Exploiting genomics, genetics and chemistry to combat antibiotic resistance

Key Points

  • The prevalence and spread of antibiotic resistance is an increasingly serious problem that hampers the effective treatment of infectious diseases.

  • Resistance to antibiotics is caused, in part, by the genetics of bacteria. Large population sizes mean that many resistance mutations pre-exist, and the ability to transfer genetic material between species facilitates the spread of resistance.

  • A second cause of antibiotic resistance is the overuse, misuse and suboptimal use of antibiotics, which result in selection for the emergence and spread of resistant strains.

  • As part of a strategy to combat antibiotic-resistance problems in medicine there is an urgent need to discover and develop new antibiotics against which there is no pre-existing resistance.

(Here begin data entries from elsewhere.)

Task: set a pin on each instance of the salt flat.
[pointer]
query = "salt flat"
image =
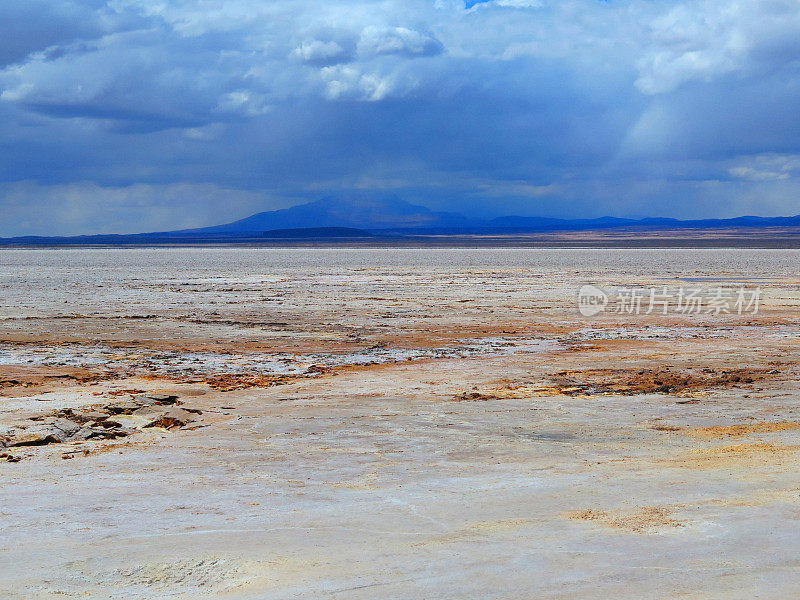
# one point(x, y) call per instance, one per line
point(267, 423)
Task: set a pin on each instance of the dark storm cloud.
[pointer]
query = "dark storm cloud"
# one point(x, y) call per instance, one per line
point(504, 106)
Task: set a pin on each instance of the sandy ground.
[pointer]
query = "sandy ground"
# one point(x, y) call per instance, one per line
point(394, 432)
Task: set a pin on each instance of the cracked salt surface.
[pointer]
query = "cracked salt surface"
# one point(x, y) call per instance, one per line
point(670, 333)
point(139, 361)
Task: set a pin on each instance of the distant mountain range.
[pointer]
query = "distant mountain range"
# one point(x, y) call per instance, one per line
point(369, 215)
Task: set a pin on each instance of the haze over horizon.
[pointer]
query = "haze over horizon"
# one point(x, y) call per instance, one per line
point(124, 116)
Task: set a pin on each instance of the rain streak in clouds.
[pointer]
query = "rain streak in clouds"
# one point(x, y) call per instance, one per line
point(135, 115)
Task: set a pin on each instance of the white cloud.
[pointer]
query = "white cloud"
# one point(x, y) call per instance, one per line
point(766, 167)
point(81, 208)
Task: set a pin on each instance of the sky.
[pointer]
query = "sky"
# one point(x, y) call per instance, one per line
point(146, 115)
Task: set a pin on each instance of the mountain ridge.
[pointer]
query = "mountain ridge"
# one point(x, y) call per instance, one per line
point(388, 215)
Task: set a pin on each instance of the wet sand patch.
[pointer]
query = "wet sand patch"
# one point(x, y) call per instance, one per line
point(647, 519)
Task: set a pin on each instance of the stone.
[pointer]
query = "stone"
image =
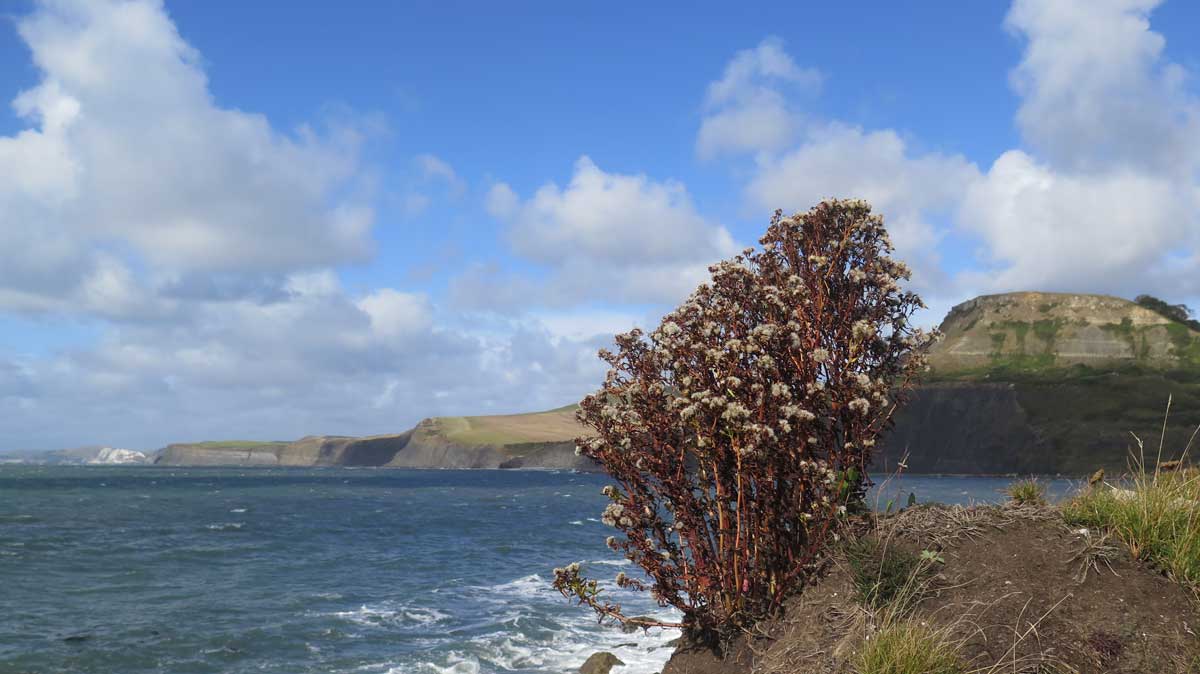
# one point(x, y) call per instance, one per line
point(600, 663)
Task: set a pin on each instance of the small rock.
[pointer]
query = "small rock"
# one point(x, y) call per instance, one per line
point(600, 663)
point(628, 627)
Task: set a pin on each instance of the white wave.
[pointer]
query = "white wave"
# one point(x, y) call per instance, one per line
point(391, 614)
point(610, 563)
point(534, 636)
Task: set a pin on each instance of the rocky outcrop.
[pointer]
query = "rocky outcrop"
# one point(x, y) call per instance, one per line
point(1045, 330)
point(113, 456)
point(540, 440)
point(600, 663)
point(1048, 384)
point(1023, 383)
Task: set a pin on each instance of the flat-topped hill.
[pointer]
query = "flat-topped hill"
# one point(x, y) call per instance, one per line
point(1023, 383)
point(1049, 383)
point(1030, 331)
point(543, 439)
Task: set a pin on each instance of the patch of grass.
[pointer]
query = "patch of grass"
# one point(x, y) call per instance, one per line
point(1185, 344)
point(1027, 492)
point(235, 444)
point(1158, 519)
point(1156, 515)
point(886, 575)
point(907, 647)
point(997, 342)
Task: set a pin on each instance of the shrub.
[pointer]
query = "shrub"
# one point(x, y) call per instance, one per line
point(1027, 492)
point(739, 431)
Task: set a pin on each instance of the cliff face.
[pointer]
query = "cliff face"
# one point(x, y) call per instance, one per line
point(1049, 383)
point(1023, 383)
point(1045, 330)
point(541, 440)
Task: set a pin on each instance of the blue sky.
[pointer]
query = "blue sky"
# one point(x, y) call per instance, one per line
point(267, 220)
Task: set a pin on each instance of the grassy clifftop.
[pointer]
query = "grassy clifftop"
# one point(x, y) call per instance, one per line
point(1049, 383)
point(552, 426)
point(1035, 332)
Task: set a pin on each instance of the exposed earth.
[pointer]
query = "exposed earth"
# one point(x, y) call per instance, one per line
point(1015, 590)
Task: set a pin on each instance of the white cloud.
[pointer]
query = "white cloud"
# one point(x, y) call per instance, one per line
point(747, 109)
point(1097, 91)
point(127, 151)
point(1109, 196)
point(502, 200)
point(877, 166)
point(437, 169)
point(1104, 198)
point(604, 236)
point(396, 314)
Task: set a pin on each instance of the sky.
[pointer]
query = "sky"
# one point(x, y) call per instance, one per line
point(270, 220)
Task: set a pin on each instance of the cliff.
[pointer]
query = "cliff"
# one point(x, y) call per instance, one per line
point(539, 440)
point(1049, 384)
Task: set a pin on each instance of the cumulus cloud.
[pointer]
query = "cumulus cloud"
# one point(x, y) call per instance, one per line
point(318, 361)
point(1097, 91)
point(204, 241)
point(1101, 197)
point(127, 151)
point(437, 169)
point(1108, 196)
point(604, 236)
point(748, 109)
point(877, 166)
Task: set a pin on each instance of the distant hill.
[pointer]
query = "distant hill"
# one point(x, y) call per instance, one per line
point(89, 455)
point(544, 440)
point(1049, 383)
point(1023, 383)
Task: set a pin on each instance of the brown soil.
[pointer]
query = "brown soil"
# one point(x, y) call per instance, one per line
point(1020, 593)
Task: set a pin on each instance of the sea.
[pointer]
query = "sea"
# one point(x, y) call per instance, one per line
point(130, 570)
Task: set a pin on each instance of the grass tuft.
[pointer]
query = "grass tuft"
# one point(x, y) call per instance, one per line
point(1156, 515)
point(1027, 492)
point(907, 647)
point(887, 576)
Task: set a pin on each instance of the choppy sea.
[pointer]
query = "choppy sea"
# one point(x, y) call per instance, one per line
point(130, 570)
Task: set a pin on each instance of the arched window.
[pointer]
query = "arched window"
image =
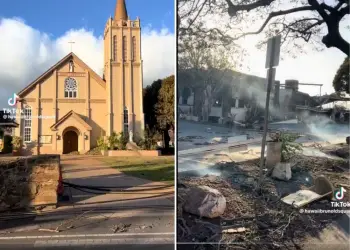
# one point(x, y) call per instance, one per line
point(70, 88)
point(126, 120)
point(115, 48)
point(125, 48)
point(71, 66)
point(27, 124)
point(133, 48)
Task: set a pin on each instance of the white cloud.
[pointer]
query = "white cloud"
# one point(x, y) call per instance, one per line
point(26, 53)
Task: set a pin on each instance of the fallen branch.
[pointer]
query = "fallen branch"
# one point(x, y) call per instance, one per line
point(49, 230)
point(235, 230)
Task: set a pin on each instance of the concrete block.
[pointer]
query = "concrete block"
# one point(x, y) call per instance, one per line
point(237, 138)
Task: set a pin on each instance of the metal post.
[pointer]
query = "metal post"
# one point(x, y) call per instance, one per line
point(269, 85)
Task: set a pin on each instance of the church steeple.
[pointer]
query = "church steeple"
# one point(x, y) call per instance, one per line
point(120, 11)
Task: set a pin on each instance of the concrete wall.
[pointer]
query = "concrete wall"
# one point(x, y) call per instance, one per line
point(29, 182)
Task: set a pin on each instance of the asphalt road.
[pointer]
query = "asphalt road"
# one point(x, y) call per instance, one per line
point(96, 230)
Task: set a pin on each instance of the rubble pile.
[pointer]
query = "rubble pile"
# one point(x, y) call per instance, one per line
point(255, 218)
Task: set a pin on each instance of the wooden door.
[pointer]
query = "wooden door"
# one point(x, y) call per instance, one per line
point(70, 142)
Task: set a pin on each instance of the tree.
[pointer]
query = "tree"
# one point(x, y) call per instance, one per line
point(165, 105)
point(341, 78)
point(294, 20)
point(150, 99)
point(205, 69)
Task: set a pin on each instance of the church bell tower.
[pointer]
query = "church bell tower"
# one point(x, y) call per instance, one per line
point(123, 73)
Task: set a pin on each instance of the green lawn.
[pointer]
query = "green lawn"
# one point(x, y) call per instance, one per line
point(150, 168)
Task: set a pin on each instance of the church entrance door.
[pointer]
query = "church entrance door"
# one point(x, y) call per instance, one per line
point(70, 142)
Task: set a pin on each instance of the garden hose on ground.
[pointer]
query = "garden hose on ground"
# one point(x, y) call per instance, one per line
point(112, 188)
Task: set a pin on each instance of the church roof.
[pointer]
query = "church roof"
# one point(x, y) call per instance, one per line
point(57, 65)
point(74, 115)
point(120, 11)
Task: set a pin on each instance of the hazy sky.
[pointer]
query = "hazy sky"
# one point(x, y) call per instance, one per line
point(311, 67)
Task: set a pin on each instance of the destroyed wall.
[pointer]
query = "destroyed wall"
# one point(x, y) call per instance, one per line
point(29, 182)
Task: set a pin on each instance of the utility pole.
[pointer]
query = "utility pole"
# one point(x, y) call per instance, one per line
point(272, 61)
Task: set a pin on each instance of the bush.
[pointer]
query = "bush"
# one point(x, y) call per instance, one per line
point(101, 144)
point(150, 140)
point(123, 140)
point(289, 146)
point(7, 144)
point(16, 142)
point(113, 141)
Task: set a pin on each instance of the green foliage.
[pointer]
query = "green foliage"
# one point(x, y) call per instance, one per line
point(7, 144)
point(16, 142)
point(113, 141)
point(151, 137)
point(102, 144)
point(289, 146)
point(123, 140)
point(150, 99)
point(341, 79)
point(165, 105)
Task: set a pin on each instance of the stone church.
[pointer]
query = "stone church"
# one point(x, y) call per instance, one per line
point(69, 107)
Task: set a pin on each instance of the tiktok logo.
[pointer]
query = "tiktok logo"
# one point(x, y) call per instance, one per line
point(13, 101)
point(339, 195)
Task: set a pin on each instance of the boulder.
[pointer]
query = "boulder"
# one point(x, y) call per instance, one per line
point(204, 202)
point(282, 171)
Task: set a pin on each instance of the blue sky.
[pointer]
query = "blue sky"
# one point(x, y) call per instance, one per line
point(55, 17)
point(35, 34)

  • Bacterial genomics is providing information to identify potential new targets for antibiotic screening programmes. Molecular genetics techniques are being applied to validate potential antibiotic targets.

  • Combinatorial chemistry, combinatorial biology and structural biology are being used to create and to optimize lead compounds for antibiotic development. Combinatorial chemistry is also being used to generate effective analogues of existing antibiotics the usefulness of which is being threatened by increasing resistance.

  • Alternative strategies to the development of new antibiotics are being pursued in parallel. These include the development of inhibitors of resistance mechanisms, optimizing antibiotic usage, developing effective vaccines and exploring the usefulness of bacteriophage therapy.

Abstract

To address the worsening problem of antibiotic-resistant bacteria there is an urgent need to develop new antibiotics. Comparative genomics and molecular genetics are being applied to produce lists of essential new targets for compound screening programmes. Combinatorial chemistry and structural biology are being applied to rapidly explore and optimize the interactions between lead compounds and their biological targets. Several compounds that have been identified from target-based screens are now in development, but technical and economic constraints might result in a trickle, rather than a flood, of new antibiotics onto the market in the near future.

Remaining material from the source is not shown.